Back in the days of the overseas property boom, Croatia was touted as the “new” Tuscany; then, Montenegro and Albania as “new Croatias”; and although tourism is still growing in all three, is anyone currently buying in the region?
Well, despite the general swing away from “emerging” markets in favour of the old favourites, Chris Esdale-Pearson and his wife, Pepie, from Essex have bucked the trend and bought an apartment in Albania.
The one-bed apartment, costing €63,000 (£53,000), is on the Lalzit Bay Resort & Spa – 30 minutes from Tirana airport – which seems to be the only residential development being actively marketed in the country.
“We knew that it was a rundown, ex- Communist country, having travelled in that region quite extensively,” says Chris, 65, a former Marine pilot. “But equally, it's been a democratic country for 20 years, it's applying for EU membership and it's gradually sorting itself out, infrastructure-wise.
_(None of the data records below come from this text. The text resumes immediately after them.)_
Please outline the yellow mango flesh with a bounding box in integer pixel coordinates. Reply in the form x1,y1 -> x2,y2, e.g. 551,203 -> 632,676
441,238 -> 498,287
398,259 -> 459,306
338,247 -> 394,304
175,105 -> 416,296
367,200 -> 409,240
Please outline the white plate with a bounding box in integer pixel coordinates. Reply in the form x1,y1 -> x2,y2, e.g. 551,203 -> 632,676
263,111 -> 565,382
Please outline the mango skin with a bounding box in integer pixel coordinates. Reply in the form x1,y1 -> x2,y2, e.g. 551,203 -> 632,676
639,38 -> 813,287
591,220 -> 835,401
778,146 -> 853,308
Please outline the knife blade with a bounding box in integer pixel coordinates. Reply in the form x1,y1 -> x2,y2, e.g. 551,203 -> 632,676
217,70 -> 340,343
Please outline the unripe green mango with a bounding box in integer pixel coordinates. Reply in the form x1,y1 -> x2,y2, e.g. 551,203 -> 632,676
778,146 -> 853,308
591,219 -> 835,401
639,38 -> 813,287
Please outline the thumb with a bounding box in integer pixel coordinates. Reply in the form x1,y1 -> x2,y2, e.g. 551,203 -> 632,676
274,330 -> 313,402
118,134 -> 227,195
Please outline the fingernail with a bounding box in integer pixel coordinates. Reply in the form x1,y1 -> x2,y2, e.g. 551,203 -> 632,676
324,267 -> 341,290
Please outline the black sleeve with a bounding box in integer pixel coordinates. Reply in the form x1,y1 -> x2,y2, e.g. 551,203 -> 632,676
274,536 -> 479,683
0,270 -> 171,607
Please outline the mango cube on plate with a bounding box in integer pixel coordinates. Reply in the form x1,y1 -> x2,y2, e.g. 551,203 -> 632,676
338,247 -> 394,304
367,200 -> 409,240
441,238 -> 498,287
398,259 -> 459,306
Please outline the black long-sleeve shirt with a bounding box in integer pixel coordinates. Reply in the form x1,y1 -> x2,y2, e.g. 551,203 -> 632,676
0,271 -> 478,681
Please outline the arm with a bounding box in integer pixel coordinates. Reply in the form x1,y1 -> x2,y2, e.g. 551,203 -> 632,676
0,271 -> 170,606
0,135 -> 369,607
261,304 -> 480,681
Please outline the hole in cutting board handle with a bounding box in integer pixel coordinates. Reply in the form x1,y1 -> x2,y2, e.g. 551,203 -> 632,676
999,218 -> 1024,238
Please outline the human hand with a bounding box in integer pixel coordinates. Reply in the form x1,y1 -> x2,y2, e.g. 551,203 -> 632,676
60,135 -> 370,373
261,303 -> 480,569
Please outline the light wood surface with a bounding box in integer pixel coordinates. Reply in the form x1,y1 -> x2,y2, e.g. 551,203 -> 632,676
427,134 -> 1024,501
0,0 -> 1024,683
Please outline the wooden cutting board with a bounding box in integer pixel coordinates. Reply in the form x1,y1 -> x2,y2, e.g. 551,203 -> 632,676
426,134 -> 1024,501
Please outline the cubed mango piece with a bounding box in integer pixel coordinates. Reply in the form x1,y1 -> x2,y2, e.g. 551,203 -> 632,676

After all, they've only had private cars since 1990 and there is only 350km of roads there.”
Chris – who has lived in Eastern Africa for many years – is more gung-ho than some would be about buying in a nation notorious for its role in human-trafficking gangs, and he felt reassured by the simple sales process, the UK bank financing and the builder's track record (they also built Tirana airport). Tourist arrivals are increasing at Tirana (they were up 23 per cent in the first half of 2011) – the same year that Lonely Planet recommended it – and growing tourism is a common thread in neighbouring Croatia.
Buying new-build in this region is certainly a means of avoiding the ownership or title deed issues on resale properties that may have put some people off in the past – especially cases of dispossessed people returning to claim their land years later. In Croatia, the stand-out new-build project is Dubrovnik Sun Gardens, an already running resort 11km along the Adriatic coast from the old walled city of Dubrovnik.
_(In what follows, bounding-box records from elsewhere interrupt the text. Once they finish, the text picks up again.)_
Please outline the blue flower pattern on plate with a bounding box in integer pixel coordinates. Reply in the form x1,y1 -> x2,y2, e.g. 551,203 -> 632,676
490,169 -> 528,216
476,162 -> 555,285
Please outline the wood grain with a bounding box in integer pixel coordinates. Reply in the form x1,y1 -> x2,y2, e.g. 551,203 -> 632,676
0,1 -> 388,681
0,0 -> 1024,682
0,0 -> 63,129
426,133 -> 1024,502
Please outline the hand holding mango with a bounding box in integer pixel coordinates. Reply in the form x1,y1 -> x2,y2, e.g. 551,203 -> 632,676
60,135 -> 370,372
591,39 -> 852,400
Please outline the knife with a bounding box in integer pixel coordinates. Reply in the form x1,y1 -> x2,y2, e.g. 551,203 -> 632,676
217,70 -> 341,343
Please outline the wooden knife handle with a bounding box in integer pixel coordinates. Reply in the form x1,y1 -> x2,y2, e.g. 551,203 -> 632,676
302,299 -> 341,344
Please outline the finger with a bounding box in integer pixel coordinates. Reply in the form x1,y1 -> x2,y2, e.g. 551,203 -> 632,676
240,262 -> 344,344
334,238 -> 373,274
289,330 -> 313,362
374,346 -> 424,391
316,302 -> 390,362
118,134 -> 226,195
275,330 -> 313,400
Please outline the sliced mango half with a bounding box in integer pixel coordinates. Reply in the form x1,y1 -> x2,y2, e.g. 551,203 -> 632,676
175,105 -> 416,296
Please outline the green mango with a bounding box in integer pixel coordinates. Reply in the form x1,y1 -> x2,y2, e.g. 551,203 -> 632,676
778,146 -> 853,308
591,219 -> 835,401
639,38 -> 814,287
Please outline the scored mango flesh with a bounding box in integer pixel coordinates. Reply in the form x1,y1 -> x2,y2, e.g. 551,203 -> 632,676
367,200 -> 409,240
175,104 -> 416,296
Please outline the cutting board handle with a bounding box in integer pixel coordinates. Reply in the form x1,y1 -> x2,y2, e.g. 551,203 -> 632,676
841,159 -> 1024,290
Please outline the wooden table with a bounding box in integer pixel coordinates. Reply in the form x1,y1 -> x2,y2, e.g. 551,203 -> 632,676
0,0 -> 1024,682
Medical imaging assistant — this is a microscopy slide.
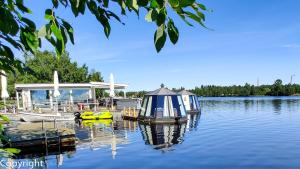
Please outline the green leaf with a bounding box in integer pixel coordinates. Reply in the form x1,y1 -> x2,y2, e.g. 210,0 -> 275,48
150,0 -> 158,8
154,24 -> 167,52
156,0 -> 165,7
179,0 -> 196,8
70,0 -> 79,17
38,26 -> 47,37
169,0 -> 179,8
45,9 -> 53,20
156,8 -> 167,26
103,0 -> 109,8
21,17 -> 36,31
0,115 -> 10,122
52,0 -> 58,8
168,19 -> 179,44
16,0 -> 32,13
62,19 -> 74,45
196,3 -> 207,11
78,0 -> 86,14
50,23 -> 63,40
5,148 -> 21,154
137,0 -> 149,7
145,9 -> 157,22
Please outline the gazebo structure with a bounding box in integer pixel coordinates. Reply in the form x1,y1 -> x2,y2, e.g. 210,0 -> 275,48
178,90 -> 201,113
15,82 -> 128,111
138,87 -> 187,123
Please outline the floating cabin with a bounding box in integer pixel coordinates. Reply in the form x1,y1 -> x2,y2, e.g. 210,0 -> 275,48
138,87 -> 187,123
178,90 -> 201,113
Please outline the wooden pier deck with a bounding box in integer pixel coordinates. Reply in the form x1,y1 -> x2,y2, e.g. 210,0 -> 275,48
3,122 -> 76,154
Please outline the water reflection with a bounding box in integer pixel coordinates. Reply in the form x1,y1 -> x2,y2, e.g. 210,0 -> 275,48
139,123 -> 186,151
76,120 -> 129,159
186,113 -> 201,130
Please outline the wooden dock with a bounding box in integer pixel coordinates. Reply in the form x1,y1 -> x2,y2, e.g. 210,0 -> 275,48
122,107 -> 138,121
3,122 -> 76,157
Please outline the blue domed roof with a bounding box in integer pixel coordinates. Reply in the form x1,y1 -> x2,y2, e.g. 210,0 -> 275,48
146,87 -> 178,96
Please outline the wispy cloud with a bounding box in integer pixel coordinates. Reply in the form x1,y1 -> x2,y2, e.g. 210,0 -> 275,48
281,44 -> 300,48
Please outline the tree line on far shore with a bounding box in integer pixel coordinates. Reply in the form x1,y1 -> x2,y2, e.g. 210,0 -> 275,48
190,79 -> 300,97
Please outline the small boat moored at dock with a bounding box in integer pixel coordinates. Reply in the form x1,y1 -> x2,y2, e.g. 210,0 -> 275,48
80,111 -> 113,120
18,112 -> 75,122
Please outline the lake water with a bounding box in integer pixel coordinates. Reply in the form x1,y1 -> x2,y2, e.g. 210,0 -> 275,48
3,97 -> 300,169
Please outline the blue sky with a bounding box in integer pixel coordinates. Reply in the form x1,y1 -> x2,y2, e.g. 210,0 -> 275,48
25,0 -> 300,90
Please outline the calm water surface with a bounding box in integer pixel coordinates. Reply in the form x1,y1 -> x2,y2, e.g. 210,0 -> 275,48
5,97 -> 300,169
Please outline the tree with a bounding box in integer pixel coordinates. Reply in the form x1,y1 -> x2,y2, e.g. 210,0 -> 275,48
8,51 -> 103,95
0,0 -> 208,73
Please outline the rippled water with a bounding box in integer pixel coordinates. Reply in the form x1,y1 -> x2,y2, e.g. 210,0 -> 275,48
4,97 -> 300,169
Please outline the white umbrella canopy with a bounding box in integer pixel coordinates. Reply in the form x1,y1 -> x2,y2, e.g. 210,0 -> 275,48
53,71 -> 60,97
1,70 -> 9,99
53,71 -> 60,115
109,73 -> 115,97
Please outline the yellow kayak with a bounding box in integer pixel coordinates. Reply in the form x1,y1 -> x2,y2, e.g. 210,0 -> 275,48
80,111 -> 113,120
82,119 -> 112,127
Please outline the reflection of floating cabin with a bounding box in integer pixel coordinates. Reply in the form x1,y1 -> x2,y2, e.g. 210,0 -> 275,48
139,123 -> 186,150
138,87 -> 187,123
178,90 -> 200,113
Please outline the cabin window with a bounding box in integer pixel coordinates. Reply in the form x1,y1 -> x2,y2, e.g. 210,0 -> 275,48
141,96 -> 149,116
146,96 -> 152,116
168,96 -> 174,117
156,96 -> 165,118
177,96 -> 186,116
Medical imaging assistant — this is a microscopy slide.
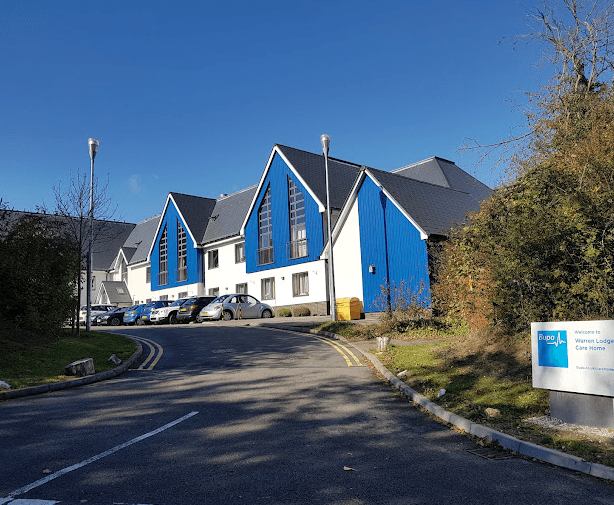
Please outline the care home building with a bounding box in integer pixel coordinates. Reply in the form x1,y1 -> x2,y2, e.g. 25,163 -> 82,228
92,144 -> 490,314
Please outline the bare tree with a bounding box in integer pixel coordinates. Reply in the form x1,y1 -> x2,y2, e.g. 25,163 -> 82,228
53,172 -> 116,335
461,0 -> 614,176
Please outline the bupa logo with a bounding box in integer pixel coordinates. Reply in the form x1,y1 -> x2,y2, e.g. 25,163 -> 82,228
537,331 -> 569,368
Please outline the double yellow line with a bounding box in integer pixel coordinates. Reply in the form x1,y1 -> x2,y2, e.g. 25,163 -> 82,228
130,335 -> 164,370
311,335 -> 364,366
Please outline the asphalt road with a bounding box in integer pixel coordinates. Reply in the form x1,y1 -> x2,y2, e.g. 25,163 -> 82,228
0,324 -> 614,505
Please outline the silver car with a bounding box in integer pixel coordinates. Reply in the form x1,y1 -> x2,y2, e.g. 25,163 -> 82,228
196,293 -> 273,323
Open since 2009, the 22-hectare resort contains its own beach, a spa, sports centre and a dozen restaurants, is operated by a Radisson Blu Hotels & Resorts licenced company, and has 90 per cent occupancy in the summer, according to the project's Commercial Director, Julian Houchin.
Thus, if you buy one of their newly released properties for private sale – priced from €170,000 (£143,000) – there are 4 per cent yields for investors who don't use the place during peak weeks.
So why else buy?
“This is the first of seven projects in Croatia, so investors can see we're in this for the long term,” he says, adding that five of the 207 apartments have sold so far.
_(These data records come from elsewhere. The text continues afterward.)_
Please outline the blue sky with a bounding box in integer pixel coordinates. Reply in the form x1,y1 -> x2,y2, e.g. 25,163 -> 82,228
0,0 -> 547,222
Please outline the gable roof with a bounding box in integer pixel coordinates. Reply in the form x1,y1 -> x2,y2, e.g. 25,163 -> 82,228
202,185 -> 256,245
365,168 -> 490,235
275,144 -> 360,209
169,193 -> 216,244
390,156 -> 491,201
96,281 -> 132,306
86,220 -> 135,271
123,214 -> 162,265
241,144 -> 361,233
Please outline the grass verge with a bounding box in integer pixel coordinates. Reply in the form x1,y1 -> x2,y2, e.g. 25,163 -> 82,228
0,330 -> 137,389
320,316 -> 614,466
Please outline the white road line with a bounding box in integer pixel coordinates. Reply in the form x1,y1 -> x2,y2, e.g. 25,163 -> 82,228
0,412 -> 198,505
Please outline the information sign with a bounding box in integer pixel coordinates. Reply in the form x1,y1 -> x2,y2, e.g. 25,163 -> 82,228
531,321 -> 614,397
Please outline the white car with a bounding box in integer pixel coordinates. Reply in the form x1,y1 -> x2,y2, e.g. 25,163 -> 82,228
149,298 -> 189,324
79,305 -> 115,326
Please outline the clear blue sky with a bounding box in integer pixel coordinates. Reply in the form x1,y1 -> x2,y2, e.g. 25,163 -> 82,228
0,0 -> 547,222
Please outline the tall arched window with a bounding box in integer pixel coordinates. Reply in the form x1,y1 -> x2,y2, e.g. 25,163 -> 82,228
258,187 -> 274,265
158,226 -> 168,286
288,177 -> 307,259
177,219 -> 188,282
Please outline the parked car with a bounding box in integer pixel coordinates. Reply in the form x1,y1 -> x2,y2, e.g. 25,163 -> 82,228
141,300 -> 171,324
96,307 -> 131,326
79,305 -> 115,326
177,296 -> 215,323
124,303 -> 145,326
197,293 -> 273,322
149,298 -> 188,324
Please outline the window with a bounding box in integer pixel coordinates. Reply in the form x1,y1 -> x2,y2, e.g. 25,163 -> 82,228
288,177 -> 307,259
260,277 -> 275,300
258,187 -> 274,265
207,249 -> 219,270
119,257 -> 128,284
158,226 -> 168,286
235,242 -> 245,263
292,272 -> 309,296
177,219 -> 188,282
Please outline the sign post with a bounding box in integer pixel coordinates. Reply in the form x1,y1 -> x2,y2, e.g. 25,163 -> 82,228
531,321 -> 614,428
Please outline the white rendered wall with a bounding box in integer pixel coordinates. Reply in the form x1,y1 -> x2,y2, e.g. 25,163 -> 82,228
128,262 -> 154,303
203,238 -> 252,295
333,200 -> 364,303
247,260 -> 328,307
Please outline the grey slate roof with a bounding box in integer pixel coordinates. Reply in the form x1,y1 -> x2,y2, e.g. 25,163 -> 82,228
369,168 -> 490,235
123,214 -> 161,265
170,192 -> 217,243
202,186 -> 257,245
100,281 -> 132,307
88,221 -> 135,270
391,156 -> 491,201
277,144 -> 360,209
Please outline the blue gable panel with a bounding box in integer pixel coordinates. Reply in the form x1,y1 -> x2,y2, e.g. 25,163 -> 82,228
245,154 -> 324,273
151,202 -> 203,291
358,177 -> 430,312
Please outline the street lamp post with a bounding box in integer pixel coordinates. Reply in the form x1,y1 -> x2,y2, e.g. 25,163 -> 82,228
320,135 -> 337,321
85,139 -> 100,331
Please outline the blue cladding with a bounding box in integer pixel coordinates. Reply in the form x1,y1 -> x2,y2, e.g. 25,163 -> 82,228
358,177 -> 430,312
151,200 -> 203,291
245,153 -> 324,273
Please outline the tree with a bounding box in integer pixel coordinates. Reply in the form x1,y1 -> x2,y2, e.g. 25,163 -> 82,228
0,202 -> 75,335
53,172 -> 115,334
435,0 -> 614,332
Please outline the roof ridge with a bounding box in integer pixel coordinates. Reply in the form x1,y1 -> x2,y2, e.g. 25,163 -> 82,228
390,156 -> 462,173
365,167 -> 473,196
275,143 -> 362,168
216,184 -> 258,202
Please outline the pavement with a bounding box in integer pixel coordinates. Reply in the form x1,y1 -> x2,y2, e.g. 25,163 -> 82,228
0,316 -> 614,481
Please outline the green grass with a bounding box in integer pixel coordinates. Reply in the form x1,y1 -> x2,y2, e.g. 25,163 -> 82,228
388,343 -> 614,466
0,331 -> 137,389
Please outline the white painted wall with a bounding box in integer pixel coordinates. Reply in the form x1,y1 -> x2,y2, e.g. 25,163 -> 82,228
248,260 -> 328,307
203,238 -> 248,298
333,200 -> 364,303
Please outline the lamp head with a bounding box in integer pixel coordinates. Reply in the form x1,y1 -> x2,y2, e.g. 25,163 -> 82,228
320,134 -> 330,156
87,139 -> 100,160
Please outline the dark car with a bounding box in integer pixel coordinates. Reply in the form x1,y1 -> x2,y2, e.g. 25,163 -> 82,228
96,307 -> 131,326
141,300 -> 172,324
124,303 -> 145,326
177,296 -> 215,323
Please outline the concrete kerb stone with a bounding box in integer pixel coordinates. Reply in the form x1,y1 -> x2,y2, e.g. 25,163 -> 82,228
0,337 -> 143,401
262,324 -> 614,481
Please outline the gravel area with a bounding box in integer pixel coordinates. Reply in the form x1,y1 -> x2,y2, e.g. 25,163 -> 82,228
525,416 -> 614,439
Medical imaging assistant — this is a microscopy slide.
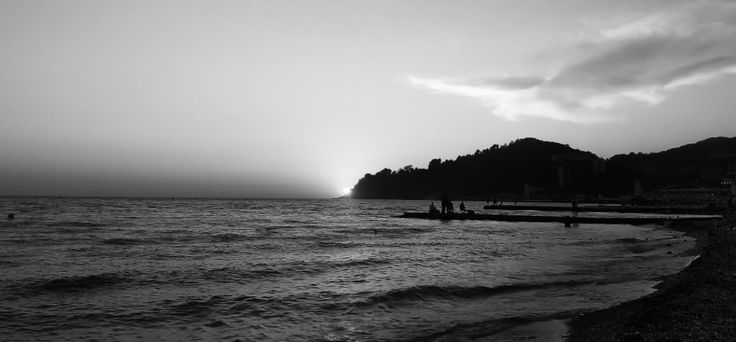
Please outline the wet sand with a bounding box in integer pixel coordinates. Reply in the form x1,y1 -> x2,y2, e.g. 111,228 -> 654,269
567,219 -> 736,342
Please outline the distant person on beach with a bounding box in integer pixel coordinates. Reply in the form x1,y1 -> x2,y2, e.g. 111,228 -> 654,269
441,194 -> 452,214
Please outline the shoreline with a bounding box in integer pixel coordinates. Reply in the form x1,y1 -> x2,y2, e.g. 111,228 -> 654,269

“Occupancy levels are already good – we are also a fast-growing conference venue, an embryonic spa destination and a popular sailing destination [Beyoncé was seen cruising nearby this summer], and the airlift is also improving, with new flights to Newcastle and Paris, of late. “But the stand-out thing for our buyers so far has been that we offer our properties with the freehold already assured – and that we are priced to sell.”
He says that it's a very different offering from the most prominent new project in neighbouring Montenegro – the Porto Montenegro marina project. Situated in the beautiful Bay of Kotor at Tivat, this ambitious 24-hectare project is also sailing ahead and on schedule, with only 20 of the 140 apartments released in July yet to sell, according to their Marketing Director, Colin Kingsmill.
“The mix is 40 per cent British, 40 per cent Eastern European and the rest other Western European/US etc,” says Colin, who adds that apartments start at €260,000 (£218,600). “This place is like a secret garden that's only just been discovered again after being locked away since its glory years in the Sixties [when Sophia Loren was among those who holidayed there] and the fact it's a bit rough at the edges adds to the charm.
“You don't get eight-lane highways here, like on the French Riviera, and it's certainly not like Switzerland, but it's main market is the yachting world, because it offers both a beautiful coastline and there's a massive shortages of berths in Europe [if you buy a flat, you can get a berth].”